The challenge The aim of this project was to develop a multipurpose benchtop reader device that would facilitate the analysis of the point-of-care test strips and other type of samples. During the analysis process, the test strips are illuminated with a UV light source, while being shielded from ambient light. A camera is used to capture the response and allow further analysis within dedicated software The major challenge for this project was the integration of the main elements of the reader that generated results that were of sufficient accuracy and repeatability. This required successful integration of mechanical hardware design, electronics and software, all of which must work seamlessly to create a device that is intuitive and easy to use for the operator. The reader has also been designed to offer flexibility in set-up – to allow analysis of a variety of sample types and sizes. It was identified early that offering the ability to analyse samples from a single test strip through to a standard 96-sample well plate would provide a significant benefit for the product over competitor offerings. This demanded more from the camera module, and specifically the relationship of physical position and lens selection. Time to market was also identified as a major challenge, and this was a major reason why additive manufacturing was selected as a key part of early stage development. The project allowed Radetec to develop the reader just in time for the roll-out of its first product – a COVID-19 antigen point-of-care rapid test.
AMT AUG/SEP 2021
The solution A first proof of concept of the reader was developed with the help of Professor Dane McCamey (UNSW Sydney and ARC Centre of Excellence in Exciton Science). Cobalt Design was then engaged to improve the design and the sensitivity of the device, as well as manufacturing a series of benchtop reader prototypes to allow extended testing and evaluation of this new device platform. An initial benchtop system prototype was created using an FDMprinted prototype that allowed for variation of position of key elements such as the camera. This prototype included mounting points for each of the electronics components and an OEM USB camera, and allowed for initial function testing of key elements including: • Sample illumination – both with UV and white light sources. • Light tightness of the enclosure. • Camera optics selection. • Camera positioning. • OEM hardware including USB camera. • Electronics – LED and camera power, communication to control software. • Software development – including camera control, lighting control, image capture and image analysis. This test unit was a critical step in the development process and allowed a number technical risks to be addressed, while also identifying areas for further optimisation and improvement. Filtering of the LED light sources was identified as a definite requirement for the product, which led to a change to the LED configuration along with a hardware change. The test unit was also critical in fast-tracking software development as it provided a working device to test and debug the custom software that was being developed concurrently with the hardware.

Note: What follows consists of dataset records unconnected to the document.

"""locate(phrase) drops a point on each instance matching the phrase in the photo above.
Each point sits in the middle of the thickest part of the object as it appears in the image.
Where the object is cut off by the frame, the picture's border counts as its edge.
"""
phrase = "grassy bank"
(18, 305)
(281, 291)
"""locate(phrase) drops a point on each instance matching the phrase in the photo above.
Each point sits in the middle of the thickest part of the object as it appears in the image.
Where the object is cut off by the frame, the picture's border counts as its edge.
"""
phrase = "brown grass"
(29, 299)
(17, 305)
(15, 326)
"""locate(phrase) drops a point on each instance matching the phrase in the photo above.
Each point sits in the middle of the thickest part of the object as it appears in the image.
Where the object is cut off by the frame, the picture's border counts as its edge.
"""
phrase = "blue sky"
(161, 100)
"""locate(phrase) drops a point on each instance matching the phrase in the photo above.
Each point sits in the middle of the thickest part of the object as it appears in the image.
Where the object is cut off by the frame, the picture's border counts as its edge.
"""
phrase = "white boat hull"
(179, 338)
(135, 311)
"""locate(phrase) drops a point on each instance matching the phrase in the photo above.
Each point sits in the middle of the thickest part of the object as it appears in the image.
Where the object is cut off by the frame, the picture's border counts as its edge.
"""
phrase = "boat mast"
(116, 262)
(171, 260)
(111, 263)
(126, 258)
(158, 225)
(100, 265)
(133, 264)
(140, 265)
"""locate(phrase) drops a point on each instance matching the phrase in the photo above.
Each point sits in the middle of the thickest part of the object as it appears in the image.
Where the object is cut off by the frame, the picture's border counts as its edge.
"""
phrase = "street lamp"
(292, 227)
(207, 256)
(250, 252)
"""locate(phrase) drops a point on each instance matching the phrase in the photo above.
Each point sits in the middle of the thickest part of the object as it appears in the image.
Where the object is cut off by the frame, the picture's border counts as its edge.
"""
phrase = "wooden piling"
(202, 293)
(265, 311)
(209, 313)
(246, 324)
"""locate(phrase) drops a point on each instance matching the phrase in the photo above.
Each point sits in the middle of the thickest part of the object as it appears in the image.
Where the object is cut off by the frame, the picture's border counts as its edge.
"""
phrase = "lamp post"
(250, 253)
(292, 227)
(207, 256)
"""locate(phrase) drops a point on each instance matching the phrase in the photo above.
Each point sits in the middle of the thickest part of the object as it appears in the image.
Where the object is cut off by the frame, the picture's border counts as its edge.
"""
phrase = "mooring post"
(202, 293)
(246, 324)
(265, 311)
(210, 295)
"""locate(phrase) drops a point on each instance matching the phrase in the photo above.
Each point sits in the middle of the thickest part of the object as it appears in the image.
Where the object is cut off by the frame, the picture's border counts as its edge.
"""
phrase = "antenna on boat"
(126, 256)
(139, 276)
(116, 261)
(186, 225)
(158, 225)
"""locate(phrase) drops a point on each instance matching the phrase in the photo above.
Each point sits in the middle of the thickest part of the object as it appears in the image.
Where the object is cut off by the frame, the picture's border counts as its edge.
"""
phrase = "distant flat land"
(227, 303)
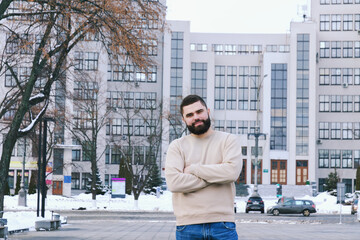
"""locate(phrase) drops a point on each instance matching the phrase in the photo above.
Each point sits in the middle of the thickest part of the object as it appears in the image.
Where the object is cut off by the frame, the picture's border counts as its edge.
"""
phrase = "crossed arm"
(181, 178)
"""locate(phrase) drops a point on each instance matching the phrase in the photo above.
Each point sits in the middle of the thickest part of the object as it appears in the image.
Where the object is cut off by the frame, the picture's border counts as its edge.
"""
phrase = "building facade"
(300, 88)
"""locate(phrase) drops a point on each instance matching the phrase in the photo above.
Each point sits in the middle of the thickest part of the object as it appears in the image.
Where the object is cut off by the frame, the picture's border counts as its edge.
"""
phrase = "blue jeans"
(207, 231)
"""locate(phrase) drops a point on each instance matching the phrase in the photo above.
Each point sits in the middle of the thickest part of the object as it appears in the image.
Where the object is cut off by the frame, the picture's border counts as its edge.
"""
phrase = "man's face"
(196, 118)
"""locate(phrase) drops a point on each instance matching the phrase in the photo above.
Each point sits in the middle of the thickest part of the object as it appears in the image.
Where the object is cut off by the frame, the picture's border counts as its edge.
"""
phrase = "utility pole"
(257, 134)
(22, 191)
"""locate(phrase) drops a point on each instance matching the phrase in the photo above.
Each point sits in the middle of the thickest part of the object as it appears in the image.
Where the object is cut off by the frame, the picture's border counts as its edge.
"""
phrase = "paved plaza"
(165, 229)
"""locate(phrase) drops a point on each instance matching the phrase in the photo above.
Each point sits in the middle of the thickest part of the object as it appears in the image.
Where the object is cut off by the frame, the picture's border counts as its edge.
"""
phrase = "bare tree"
(141, 143)
(41, 35)
(89, 118)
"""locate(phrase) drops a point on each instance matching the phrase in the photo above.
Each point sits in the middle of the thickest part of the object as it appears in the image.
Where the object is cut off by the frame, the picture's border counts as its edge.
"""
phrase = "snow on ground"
(24, 217)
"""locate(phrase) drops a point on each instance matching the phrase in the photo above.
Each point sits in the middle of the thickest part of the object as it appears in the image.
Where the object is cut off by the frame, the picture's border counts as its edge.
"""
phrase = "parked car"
(284, 199)
(354, 206)
(254, 203)
(292, 207)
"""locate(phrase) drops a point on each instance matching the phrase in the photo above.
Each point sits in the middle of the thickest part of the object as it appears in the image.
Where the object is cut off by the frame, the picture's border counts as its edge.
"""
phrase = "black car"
(292, 207)
(254, 203)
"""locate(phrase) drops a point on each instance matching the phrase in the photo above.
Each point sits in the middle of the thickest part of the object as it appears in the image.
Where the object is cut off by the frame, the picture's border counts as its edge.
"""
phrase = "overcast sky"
(237, 16)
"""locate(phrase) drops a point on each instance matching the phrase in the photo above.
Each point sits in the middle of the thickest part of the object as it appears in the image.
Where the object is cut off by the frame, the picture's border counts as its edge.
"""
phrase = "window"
(348, 75)
(201, 47)
(199, 79)
(357, 49)
(76, 155)
(254, 79)
(230, 49)
(356, 158)
(116, 126)
(85, 90)
(219, 87)
(348, 22)
(139, 127)
(278, 107)
(324, 130)
(335, 76)
(324, 22)
(348, 49)
(346, 158)
(218, 49)
(324, 49)
(243, 49)
(335, 103)
(231, 126)
(271, 48)
(347, 130)
(335, 159)
(323, 158)
(336, 22)
(324, 78)
(336, 49)
(347, 103)
(335, 130)
(284, 48)
(356, 103)
(357, 76)
(357, 22)
(231, 88)
(324, 103)
(356, 130)
(243, 88)
(220, 125)
(242, 127)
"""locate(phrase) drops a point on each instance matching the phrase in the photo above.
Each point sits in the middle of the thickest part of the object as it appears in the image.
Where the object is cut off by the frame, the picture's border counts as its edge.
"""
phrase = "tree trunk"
(8, 146)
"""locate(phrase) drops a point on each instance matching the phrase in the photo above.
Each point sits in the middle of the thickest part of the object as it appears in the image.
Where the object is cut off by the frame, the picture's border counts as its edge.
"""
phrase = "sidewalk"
(161, 230)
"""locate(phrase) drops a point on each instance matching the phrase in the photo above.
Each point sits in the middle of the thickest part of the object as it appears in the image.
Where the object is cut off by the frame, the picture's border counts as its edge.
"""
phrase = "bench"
(47, 225)
(3, 229)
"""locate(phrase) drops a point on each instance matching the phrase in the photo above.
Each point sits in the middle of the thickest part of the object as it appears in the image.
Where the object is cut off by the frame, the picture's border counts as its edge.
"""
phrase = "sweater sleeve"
(176, 179)
(227, 171)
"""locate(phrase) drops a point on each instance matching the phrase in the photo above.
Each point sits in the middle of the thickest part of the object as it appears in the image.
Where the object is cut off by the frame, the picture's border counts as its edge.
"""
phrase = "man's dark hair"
(190, 99)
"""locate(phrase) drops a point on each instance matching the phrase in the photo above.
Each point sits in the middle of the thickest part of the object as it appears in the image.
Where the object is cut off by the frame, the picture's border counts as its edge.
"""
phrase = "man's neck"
(204, 135)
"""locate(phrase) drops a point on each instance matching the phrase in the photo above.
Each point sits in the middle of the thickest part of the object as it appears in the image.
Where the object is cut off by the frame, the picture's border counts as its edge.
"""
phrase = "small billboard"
(118, 187)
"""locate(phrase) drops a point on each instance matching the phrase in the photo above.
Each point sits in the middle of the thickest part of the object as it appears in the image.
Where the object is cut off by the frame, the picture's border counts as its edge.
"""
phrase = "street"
(161, 226)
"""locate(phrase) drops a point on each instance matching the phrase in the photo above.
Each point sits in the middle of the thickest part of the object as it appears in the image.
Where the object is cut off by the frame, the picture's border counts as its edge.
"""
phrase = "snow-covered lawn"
(25, 217)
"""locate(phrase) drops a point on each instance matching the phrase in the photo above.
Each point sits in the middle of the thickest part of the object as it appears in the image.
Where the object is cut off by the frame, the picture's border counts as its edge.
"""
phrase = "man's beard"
(198, 130)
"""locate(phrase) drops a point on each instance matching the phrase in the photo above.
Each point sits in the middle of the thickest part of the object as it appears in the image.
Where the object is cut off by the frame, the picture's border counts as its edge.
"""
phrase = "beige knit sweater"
(206, 192)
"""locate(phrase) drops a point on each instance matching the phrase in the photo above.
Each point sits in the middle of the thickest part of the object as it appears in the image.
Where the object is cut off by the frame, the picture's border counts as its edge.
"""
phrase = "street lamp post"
(22, 191)
(257, 134)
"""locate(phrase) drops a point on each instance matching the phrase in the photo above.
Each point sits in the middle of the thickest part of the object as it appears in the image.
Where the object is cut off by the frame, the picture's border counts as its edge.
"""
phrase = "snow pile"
(24, 217)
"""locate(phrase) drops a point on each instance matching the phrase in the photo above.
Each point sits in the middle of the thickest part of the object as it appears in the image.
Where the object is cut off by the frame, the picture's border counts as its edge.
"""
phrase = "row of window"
(339, 76)
(131, 127)
(237, 87)
(235, 126)
(22, 75)
(131, 100)
(339, 103)
(131, 73)
(338, 22)
(335, 158)
(339, 130)
(327, 2)
(338, 49)
(234, 49)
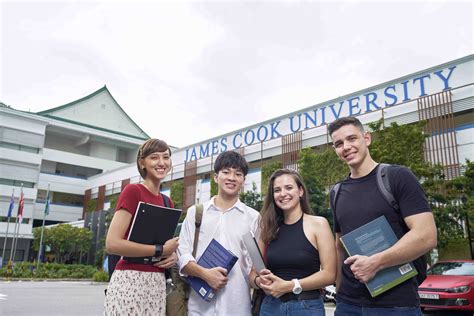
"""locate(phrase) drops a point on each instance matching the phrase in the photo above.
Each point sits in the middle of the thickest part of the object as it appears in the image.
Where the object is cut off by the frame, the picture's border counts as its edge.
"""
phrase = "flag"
(10, 208)
(21, 204)
(46, 207)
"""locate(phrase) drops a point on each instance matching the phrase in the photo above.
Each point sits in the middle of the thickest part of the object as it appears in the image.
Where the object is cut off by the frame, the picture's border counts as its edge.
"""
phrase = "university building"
(62, 147)
(442, 95)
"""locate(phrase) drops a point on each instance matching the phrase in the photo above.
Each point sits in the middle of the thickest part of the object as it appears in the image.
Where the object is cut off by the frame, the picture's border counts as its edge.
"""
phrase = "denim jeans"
(272, 306)
(344, 309)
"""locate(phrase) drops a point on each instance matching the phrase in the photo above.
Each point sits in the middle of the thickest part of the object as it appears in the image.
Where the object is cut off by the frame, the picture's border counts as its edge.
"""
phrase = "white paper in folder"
(254, 251)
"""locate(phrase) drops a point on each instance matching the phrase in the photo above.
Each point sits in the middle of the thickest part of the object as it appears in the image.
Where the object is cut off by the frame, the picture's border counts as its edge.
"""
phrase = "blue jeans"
(272, 306)
(344, 309)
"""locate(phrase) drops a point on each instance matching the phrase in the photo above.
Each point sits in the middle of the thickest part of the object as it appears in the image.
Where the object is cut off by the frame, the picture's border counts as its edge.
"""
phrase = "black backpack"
(383, 185)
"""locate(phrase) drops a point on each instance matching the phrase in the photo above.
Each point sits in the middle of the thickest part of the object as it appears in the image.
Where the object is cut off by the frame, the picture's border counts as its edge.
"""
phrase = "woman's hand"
(168, 262)
(277, 286)
(170, 246)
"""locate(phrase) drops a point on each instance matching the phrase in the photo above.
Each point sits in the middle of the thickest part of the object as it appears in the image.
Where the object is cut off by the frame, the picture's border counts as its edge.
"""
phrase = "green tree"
(267, 171)
(176, 193)
(328, 168)
(307, 166)
(65, 240)
(252, 198)
(401, 145)
(404, 145)
(214, 188)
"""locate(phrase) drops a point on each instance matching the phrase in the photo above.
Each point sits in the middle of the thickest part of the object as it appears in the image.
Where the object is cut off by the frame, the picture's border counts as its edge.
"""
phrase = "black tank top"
(291, 255)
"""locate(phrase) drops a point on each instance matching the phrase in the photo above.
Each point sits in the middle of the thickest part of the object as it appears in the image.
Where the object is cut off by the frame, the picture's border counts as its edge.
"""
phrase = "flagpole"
(18, 216)
(9, 214)
(13, 239)
(40, 249)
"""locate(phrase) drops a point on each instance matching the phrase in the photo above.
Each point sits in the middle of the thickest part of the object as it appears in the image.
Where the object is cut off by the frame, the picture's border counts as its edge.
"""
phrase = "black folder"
(152, 224)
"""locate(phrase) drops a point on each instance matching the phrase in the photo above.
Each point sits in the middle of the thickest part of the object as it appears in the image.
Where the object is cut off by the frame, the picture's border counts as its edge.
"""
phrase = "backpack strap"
(166, 200)
(383, 184)
(197, 223)
(333, 195)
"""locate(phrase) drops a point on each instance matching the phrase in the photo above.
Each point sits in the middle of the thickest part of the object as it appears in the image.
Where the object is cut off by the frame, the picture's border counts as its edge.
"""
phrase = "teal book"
(215, 255)
(371, 238)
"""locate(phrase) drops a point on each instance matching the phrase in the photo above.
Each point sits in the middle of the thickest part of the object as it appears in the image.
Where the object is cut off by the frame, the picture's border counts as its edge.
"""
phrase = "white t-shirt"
(227, 227)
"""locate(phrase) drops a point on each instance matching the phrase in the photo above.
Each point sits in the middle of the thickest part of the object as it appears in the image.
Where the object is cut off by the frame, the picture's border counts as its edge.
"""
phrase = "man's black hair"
(343, 121)
(231, 159)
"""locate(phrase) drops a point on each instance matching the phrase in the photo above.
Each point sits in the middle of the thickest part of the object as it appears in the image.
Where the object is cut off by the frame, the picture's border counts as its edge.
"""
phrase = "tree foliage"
(401, 145)
(267, 171)
(214, 188)
(252, 198)
(176, 193)
(404, 145)
(66, 241)
(309, 166)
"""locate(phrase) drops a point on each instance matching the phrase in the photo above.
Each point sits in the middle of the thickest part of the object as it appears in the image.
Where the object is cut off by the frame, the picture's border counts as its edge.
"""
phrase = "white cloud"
(189, 71)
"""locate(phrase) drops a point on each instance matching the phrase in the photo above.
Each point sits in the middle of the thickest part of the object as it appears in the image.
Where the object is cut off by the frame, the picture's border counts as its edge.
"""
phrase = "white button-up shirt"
(227, 227)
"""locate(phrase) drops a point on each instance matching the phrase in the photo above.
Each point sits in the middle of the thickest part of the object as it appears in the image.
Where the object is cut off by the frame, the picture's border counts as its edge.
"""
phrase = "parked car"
(449, 285)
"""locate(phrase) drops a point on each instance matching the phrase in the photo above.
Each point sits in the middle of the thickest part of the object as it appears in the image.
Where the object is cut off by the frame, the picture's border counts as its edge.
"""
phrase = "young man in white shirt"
(226, 219)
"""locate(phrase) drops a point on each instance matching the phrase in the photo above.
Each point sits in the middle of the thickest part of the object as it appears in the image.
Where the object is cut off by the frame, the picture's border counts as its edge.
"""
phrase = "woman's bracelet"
(255, 282)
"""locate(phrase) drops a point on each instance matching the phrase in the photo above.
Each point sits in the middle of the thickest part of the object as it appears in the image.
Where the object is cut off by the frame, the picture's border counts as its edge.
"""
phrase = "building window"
(17, 183)
(25, 148)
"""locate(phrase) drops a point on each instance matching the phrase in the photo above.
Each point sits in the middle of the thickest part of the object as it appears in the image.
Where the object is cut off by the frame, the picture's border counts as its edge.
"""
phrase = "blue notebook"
(375, 237)
(215, 255)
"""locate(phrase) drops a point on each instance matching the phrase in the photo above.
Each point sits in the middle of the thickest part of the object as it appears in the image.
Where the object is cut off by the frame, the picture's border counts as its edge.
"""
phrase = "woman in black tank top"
(298, 247)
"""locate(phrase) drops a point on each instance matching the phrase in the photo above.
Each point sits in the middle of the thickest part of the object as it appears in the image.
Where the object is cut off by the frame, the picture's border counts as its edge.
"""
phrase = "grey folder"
(152, 224)
(254, 251)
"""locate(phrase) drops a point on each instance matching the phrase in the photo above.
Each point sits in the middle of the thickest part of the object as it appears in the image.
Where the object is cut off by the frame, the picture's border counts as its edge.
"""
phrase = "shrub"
(100, 276)
(50, 271)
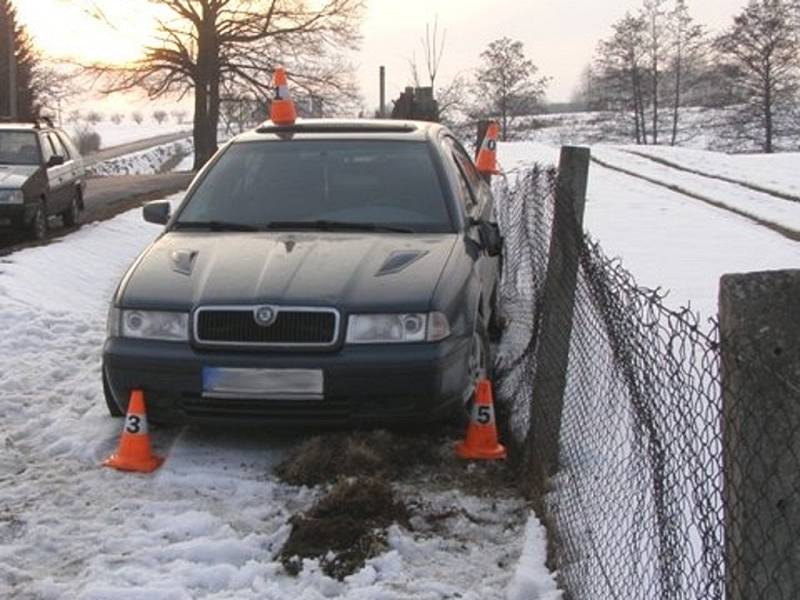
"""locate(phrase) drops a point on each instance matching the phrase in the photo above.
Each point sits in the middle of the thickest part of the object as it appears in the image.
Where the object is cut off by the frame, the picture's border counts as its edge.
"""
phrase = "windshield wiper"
(215, 226)
(323, 225)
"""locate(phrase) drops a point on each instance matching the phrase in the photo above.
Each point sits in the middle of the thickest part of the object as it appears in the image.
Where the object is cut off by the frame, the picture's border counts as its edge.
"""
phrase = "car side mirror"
(157, 212)
(489, 235)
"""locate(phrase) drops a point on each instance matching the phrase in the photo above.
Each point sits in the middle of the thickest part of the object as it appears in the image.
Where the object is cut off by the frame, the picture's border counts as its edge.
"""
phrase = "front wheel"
(113, 409)
(38, 225)
(70, 216)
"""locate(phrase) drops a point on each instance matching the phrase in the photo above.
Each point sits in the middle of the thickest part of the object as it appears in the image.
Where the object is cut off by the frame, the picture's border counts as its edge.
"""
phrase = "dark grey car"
(326, 272)
(41, 175)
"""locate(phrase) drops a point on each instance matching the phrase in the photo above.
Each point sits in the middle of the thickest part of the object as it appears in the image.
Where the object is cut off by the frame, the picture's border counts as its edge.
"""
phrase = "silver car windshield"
(331, 184)
(19, 148)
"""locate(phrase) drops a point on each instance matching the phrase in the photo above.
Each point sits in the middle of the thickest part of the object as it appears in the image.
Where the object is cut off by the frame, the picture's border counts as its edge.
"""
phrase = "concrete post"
(760, 337)
(382, 91)
(555, 328)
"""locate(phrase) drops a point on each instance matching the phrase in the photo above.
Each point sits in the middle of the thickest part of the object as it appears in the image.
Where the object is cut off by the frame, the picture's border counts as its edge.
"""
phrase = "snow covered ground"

After a series of design optimisations, a second round of working prototypes were manufactured and delivered to Radetec to allow extended testing and analysis. Five working units were manufactured using FDM printing, and along with functional changes to improve performance, a number of additional features were included for better integration of components, protection and isolation of the fragile electronics, and improved industrial design.
How the Additive Manufacturing Hub helped It was predicated that the project would make full use of a $20,000 Build It Better (BIB) voucher co contribution via the Additive Manufacturing Hub. The estimated breakdown amounts for this project were $60,000 to Cobalt Design, with $20,000 to be contributed bia BIB voucher.